Sans bruit, je me mis à sangloter, j'avais la sensation que jamais plus je ne
pourrai sourire comme ils le faisaient.

Commentaires
Dans son carnet, Yualë fait référence à diverses discussions entre elle et Camellya (issues de nos sessions rp).
Camellya n'aborde pas de front le sujet, elle détourne régulièrement la conversation pour parler d'elle et de son amour égaré. Ce n'est pas une discussion qu'elle apprécie, elle se confie très peu à ce sujet habituellement, mais c'est pour elle le moyen d'envoyer des signaux à Yualë, de la tester en quelque sorte. Camellya fait également tout pour retenir l'Elfe dans la Comté, pour des raisons qui ne vous échapperont plus quand vous aurez lu le prochain chapitre
Le Jeudi 22 septembre 2011, 00:57 par Yadana
"Pour l'heure, je vais me contenter de demander à Arlienon de récupérer mes vêtements et attendre que l'on me rende mes carnets. Camellya doit avoir ses raisons."
Ce passage est volontairement flou. J'ai toujours pensé que les gens avaient un certain instinct qu'ils écoutent plus ou moins. Cette chose qui fait que nous avons une bonne ou une mauvaise impression sur quelqu'un dès le premier regard ou bien qui fait que nous sentons quand quelque chose est faux.
Lorsque la malédiction est levée, Yualë perd en échange tous ses souvenirs avec la personne qui lui est la plus chère. Restait la question de ce qu'elle y gagne en dehors de sa guérison.

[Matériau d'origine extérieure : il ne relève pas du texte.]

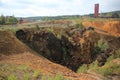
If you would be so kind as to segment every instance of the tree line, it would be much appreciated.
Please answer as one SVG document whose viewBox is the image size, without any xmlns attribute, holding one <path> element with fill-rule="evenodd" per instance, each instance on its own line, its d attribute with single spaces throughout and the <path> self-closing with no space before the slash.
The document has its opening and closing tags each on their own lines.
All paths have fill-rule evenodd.
<svg viewBox="0 0 120 80">
<path fill-rule="evenodd" d="M 0 16 L 0 25 L 10 25 L 10 24 L 17 24 L 18 20 L 16 17 L 13 16 Z"/>
</svg>

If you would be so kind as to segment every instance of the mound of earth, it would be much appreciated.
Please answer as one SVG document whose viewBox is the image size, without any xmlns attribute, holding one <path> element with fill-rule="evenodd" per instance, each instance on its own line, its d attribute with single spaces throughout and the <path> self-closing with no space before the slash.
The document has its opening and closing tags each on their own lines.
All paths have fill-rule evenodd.
<svg viewBox="0 0 120 80">
<path fill-rule="evenodd" d="M 89 21 L 82 24 L 85 27 L 92 26 L 111 35 L 120 36 L 120 21 Z"/>
<path fill-rule="evenodd" d="M 11 31 L 0 31 L 0 55 L 18 54 L 30 51 Z"/>
<path fill-rule="evenodd" d="M 10 31 L 0 31 L 0 54 L 2 54 L 0 64 L 28 65 L 45 75 L 55 75 L 60 72 L 64 77 L 72 80 L 96 80 L 88 74 L 77 74 L 64 66 L 50 62 L 29 49 Z"/>
</svg>

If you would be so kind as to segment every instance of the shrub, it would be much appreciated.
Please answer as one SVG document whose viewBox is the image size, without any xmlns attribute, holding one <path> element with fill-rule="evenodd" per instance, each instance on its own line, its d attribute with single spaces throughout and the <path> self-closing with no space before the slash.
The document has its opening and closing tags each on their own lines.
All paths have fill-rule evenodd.
<svg viewBox="0 0 120 80">
<path fill-rule="evenodd" d="M 84 28 L 84 26 L 83 26 L 82 23 L 75 24 L 75 27 L 76 27 L 77 29 L 83 29 L 83 28 Z"/>
<path fill-rule="evenodd" d="M 100 48 L 101 51 L 106 51 L 109 48 L 108 43 L 104 41 L 103 39 L 100 39 L 98 41 L 97 46 L 98 48 Z"/>
</svg>

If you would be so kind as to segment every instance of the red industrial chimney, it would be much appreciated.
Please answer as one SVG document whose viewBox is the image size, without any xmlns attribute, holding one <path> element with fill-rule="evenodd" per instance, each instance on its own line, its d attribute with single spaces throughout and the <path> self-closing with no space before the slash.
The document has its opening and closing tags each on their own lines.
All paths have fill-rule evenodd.
<svg viewBox="0 0 120 80">
<path fill-rule="evenodd" d="M 94 17 L 97 18 L 99 13 L 99 4 L 95 4 Z"/>
</svg>

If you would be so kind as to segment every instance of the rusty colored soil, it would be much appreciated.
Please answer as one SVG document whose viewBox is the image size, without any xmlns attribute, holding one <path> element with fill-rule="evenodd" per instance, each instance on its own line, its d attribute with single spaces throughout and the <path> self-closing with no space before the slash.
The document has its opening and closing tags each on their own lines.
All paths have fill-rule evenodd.
<svg viewBox="0 0 120 80">
<path fill-rule="evenodd" d="M 113 36 L 120 36 L 120 21 L 85 21 L 82 24 L 106 31 Z"/>
</svg>

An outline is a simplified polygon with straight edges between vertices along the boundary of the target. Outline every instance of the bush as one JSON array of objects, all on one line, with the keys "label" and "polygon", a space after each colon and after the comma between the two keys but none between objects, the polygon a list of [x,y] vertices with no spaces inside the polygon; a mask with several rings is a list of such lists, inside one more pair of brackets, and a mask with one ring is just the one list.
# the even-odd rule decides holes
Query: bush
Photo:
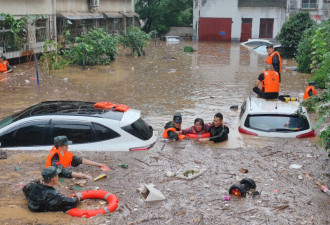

Yualë reste un certain temps sous forme de louve, cela ne développe pas son instinct, mais la pousse à l'écouter bien plus.
Lorsque Camellya lui dit qu'Arlienon a ses carnets, elle devine qu'elle ne dit pas la vérité mais elle l'accepte. Elle a confiance en Camellya, elle ne peut pas les avoir gardés pour une mauvaise raison. Elle ne dit donc rien et ne lui en parlera d'ailleurs jamais.
Ainsi s'explique la séparation entre ce qu'elle va demander à Arlienon et la petite phrase concernant Camellya.